Participants included academics, whose technical developments were the seeds of the new products; policymakers who could create a positive or negative environment for early stage companies to develop; business professionals that serviced the early stage sector from lawyers to accountants to PR people; and entrepreneurs themselves.

Visitors to the conference regularly changed or added hats, so an entrepreneur would become a business angel and business adviser or an academic an entrepreneur as they founded a company. The Conference gained global recognition with speakers and delegates from every continent; winners of its business plan competitions have gone on to become well recognised names such as Brain Juicer and Fresh Minds.

Other contributions to Cambridge life included coaching rowing at Pembroke and King’s Colleges as well as being host and chairman of AMBA, the East of England's Association of MBAs. Christopher was father to three entrepreneurs – Philip Saunders, Kate Kirk and Lucy Saunders. One of the business people he helped – John Batten – contacted the family to express his sorrow at Christopher’s passing and gratitude for his early advice.

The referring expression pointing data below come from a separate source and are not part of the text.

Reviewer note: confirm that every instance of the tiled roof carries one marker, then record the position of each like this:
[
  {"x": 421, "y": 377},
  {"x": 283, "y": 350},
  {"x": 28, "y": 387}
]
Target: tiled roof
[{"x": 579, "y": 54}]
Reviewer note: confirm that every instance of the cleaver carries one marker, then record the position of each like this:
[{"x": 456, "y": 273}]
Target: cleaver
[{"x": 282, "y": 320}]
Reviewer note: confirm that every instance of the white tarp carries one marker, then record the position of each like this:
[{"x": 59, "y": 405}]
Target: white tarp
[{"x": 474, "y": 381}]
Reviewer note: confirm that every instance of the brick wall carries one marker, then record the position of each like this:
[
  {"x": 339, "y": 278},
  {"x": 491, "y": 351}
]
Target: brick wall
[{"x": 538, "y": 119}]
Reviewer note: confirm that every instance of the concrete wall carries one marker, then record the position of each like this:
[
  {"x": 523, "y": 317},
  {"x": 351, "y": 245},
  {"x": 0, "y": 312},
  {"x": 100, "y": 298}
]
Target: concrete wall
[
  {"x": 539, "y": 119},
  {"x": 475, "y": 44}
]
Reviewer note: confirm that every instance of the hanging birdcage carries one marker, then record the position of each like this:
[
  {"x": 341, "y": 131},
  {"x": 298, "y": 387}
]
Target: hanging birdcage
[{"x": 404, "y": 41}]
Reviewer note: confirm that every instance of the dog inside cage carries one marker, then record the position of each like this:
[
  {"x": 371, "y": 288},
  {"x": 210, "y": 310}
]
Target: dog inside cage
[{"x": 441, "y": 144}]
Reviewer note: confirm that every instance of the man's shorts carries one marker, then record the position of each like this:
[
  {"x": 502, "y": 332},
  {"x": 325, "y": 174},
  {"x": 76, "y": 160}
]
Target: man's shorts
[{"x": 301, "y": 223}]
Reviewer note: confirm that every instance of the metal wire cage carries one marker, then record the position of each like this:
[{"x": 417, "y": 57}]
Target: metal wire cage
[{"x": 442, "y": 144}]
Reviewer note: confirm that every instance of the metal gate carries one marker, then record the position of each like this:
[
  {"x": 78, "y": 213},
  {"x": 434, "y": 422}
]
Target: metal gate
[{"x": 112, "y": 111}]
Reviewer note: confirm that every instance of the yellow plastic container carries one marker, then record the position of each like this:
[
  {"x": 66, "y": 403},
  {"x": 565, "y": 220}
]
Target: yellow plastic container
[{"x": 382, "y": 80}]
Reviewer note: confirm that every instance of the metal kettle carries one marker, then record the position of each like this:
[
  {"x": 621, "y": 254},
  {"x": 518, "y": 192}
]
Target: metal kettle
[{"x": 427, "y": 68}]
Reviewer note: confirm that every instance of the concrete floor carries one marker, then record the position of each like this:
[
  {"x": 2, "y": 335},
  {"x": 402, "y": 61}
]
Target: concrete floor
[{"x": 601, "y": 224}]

John told them: “Christopher helped me raise funds for my startup company Transmo Ltd. My vision was to develop a smart card that could be used by children on buses and for school meals. Hertfordshire County Council adopted it and later many more counties used it for bus fares. It was the forerunner of the Oyster card used by London Transport.”

Christopher will be cremated at Cambridge Crematorium at 1 pm on Tuesday February 20, with a memorial tea afterwards at the Crown House Hotel, Great Chesterford. The family would like people to be get in touch to share stories about him.